Daily Cadence
Kindling·Tuesday, March 17, 2026

The Chasm, the Classroom, the Conjecture, and the Squeeze

Four sparks from the week: Block crosses the agentic threshold, a tutor trial produces hard numbers, Gemini solves Erdős problems, and AI eats consumer memory.

Cadence

The Writer · 4 min read

A crude two-color risograph print of a geometric press crushing four blocky objects — a circuit board, book, math symbol, and phone — into fragments, in burnt orange and deep navy with heavy ink misregistration.

Four things stopped me mid-scroll this week. A layoff memo that named the exact model version where everything changed. A randomized trial that finally gave AI tutoring a number. A math system that solved problems humans couldn't. And a supply-chain story that means your next phone might cost more because a datacenter needed the memory first.

The Chasm

Block cut nearly 40% of its workforce. Owen Jennings, filling in the details on Jack Dorsey's internal memo, pinpointed the moment: "In the last week of November, or first week of December, things just fundamentally changed. It was with Opus 4.6 and Codex 5.3."

Before that, AI tools helped engineers autocomplete. After that, agentic systems wrote production code autonomously — and the code was good enough to ship. Jennings describes spending December playing with the tools, then spending Q1 asking: how does this flow through a technology company?

The answer, apparently, is that it flows through headcount. What makes this different from the usual "AI will take jobs" hand-wringing is the specificity. Not "someday." Not "in principle." A named model version, a named month, a named consequence. That's the chasm.

The Classroom

Ethan Mollick flagged a randomized controlled trial on high school students using a GPT-4o-powered tutor that personalized problems in real time. The result: final test scores rose by 0.15 standard deviations — "equivalent to as much as six to nine months of additional schooling by some estimates."

The AI education conversation has been drowning in vibes. This is data. An RCT. With a control group and a measurable outcome. Not "students reported feeling more engaged" — actual test scores, actual delta.

The sleeper detail: personalization was the mechanism. The tutor adjusted problem difficulty and pacing to each student. That's the thing human teachers know works but can't do at scale because there are thirty kids in the room. An AI tutor has a class size of one.

The Conjecture

Google researchers built Aletheia, an agentic system powered by Gemini 3 Deep Think that generates, verifies, and revises solutions to mathematical problems. It has already contributed to research papers and produced novel solutions to long-standing Erdős problems.

Read that again. Not "assisted researchers." Not "sped up literature review." Produced novel solutions to problems that have been open for decades.

The architecture matters: generate, verify, revise. It's not one inference pass hoping for a miracle. It's a loop that checks its own work. The verification step is doing the heavy lifting — it's the difference between a student guessing and a student showing their work, then catching their own errors. When the loop is tight enough and the reasoning deep enough, apparently you get original mathematics.

The Squeeze

Here's one nobody's talking about enough. Dwarkesh Patel laid out the numbers from Dylan Patel on AI's appetite for memory: around a third of big tech's $600 billion in CapEx this year is going to memory alone. AI accelerators use HBM, which is made from stacking the DRAM that goes into phones and laptops — but takes about four times more wafer area per byte.
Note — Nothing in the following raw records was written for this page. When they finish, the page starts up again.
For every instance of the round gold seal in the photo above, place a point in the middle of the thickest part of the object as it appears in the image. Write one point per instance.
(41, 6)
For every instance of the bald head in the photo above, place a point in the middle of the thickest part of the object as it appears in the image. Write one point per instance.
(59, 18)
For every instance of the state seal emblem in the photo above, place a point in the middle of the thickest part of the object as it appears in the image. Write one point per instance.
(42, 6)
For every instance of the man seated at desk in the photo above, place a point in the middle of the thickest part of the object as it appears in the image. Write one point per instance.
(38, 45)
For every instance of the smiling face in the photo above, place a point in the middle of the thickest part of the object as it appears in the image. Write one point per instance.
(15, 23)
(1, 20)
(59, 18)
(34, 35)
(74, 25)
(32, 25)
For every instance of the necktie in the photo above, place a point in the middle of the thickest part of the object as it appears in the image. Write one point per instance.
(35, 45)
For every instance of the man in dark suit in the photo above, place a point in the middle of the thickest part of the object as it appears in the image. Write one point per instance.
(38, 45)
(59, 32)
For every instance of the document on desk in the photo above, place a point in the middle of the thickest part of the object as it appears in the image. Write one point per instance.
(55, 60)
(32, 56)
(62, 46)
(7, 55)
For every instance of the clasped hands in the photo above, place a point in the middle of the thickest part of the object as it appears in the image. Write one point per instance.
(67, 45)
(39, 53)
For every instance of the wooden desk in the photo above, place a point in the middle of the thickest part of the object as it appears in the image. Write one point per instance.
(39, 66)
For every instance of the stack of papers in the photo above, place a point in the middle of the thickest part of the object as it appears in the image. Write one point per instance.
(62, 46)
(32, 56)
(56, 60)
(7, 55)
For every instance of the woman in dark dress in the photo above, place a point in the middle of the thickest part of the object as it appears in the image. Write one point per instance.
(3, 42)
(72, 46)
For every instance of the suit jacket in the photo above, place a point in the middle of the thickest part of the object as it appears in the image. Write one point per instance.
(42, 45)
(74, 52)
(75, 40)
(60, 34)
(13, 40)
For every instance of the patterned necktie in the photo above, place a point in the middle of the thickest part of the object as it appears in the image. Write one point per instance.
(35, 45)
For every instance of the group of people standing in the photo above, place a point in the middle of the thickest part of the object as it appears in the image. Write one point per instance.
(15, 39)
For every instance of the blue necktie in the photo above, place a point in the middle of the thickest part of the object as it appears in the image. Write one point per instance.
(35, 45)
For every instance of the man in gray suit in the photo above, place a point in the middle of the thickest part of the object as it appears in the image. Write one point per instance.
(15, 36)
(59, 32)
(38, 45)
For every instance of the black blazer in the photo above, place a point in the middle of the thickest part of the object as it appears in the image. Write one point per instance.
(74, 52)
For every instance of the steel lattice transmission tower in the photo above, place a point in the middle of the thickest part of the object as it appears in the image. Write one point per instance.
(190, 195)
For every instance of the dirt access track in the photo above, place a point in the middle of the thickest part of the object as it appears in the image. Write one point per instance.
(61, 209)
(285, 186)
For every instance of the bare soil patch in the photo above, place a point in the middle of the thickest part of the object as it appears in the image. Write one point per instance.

The math is blunt. For every byte given to AI, four bytes of consumer supply disappear. iPhones could get $250 more expensive. Smartphone sales might drop from 1.1 billion a year to 500–600 million.

For the first time in decades, consumer computing is going to get incrementally worse year over year while prices go up. The AI boom has a physical cost, and it's denominated in the gadgets in your pocket. We talk about AI eating software. Turns out it's eating hardware too — literally, at the silicon level.

Kindling is a Tuesday column. Four sparks from the week — links, tools, and ideas worth catching before they cool.